The account has a £5 a month fee, which was raised from the previous £2 a month charge in January. Account holders will have to balance how much they have saved, and the likely interest they’ll receive, against the £60 annual fee. There are savings interest calculators available online.
Someone saving the full £20,000 in the account will only earn £240 a year after the annual fee is taken out. Judging the rewards from the account are slightly complicated, because it pays a tiered rate of “cashback” of 1-3 per cent on household bills paid. That too adjusts how much someone can earn.
“Santander 123 has been a beacon, shining out for those with a decent chunk of cash,” says Martin Lewis, founder of MoneySavingExpert.com.
The bank has offered a light to customers with smaller savings, though. Accounts with up to £1,000 in will now qualify for interest payments, whereas previously they would not.
“On the upside, those with smaller deposits will actually be getting a better deal. A person with between £100 and £500 in their bank will be getting between £5 and £7.50 more after 1 November,” says Jody Baker, head of money at Comparethemarket.com.
For people with savings of between £10,000 and £20,000, Santander 123 is still attractive. It is among the highest paying online accounts with easy access.
“The reality is, the 123 account remains one of the most competitive on the market. The likes of Nationwide and TSB offer better rates, but on a much lower amount of £2,500 [or £2,000 at TSB]. So in the meantime, Santander will still remain competitive,” says Kevin Mountford, banking expert at MoneySuperMarket.
Judgment can be passed on Santander this winter, when we know which other banks have decided to cut their savings interest too. “Unfortunately, it is likely Santander is just at the vanguard of rate cuts. Its main competition, the other banks with high interest accounts, may well cut those too,” says Lewis.
Confusingly, the highest interest available to savers looking for easy-access (as opposed to locking it away for a fixed term) is from current accounts, rather than straight-up savings accounts.
This means the accounts come with other terms attached, as typically a normal savings account with unlimited access would have few conditions, apart from maybe a monthly savings requirement.
It’s a sign of the odd times we live in, but also means people have to study the small print to get their savings to work for them.
It can be helpful to spread savings around different accounts.

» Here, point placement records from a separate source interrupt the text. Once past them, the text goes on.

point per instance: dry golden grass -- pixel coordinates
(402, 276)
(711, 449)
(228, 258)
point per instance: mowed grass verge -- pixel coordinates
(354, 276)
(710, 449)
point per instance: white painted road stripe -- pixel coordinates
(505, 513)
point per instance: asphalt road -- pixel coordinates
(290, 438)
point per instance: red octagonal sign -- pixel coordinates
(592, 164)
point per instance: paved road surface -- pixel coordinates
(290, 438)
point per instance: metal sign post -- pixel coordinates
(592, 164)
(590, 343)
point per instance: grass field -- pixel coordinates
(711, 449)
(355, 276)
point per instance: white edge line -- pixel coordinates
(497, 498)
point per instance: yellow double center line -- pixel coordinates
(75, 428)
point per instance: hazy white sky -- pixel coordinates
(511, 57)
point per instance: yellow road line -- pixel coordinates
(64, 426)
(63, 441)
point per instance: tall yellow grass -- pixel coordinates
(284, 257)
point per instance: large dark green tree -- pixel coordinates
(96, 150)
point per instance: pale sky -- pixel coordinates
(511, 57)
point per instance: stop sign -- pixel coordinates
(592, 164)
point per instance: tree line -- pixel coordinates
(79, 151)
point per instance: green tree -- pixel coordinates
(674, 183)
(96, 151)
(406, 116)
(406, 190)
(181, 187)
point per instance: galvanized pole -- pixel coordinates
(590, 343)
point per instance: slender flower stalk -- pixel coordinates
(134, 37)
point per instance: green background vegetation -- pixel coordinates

TSB’s (below) is one of the most generous on the market when all perks are taken into account, and could be used alongside another current account for maximum interest.
£3,000 TO £5,000 SAVED
Bank of Scotland is paying three per cent interest on balances of between £3,000 and £5,000 held in its Classic Account. Unlike Santander, there’s no monthly fee. To qualify for the high interest rate, savers have to deposit £1,000 in the account each month and not go overdrawn. Two monthly direct debits must also be set up, and the interest works out as a maximum £148 per year.
Tesco Bank’s current account pays 3 per cent interest on balances of up to £3,000. That’s a maximum £89 a year. The debit card that comes with this account also doubles up as a Tesco Clubcard, and the perk is holders get extra points just for using their debit card in the normal way. Points convert into vouchers, which is useful for people who shop regularly at Tesco.
UP TO £2,000 SAVED
TSB is offering a massive 5 per cent interest on up to £2,000 held in its Classic Plus account. That translates as up to £97 interest. It has a minimum monthly pay-in of £500, which could be paid via direct debit from another account. The other perk is that for the first £100 spent each month on a contactless card, account holders will get an extra 5 per cent cashback, or £5.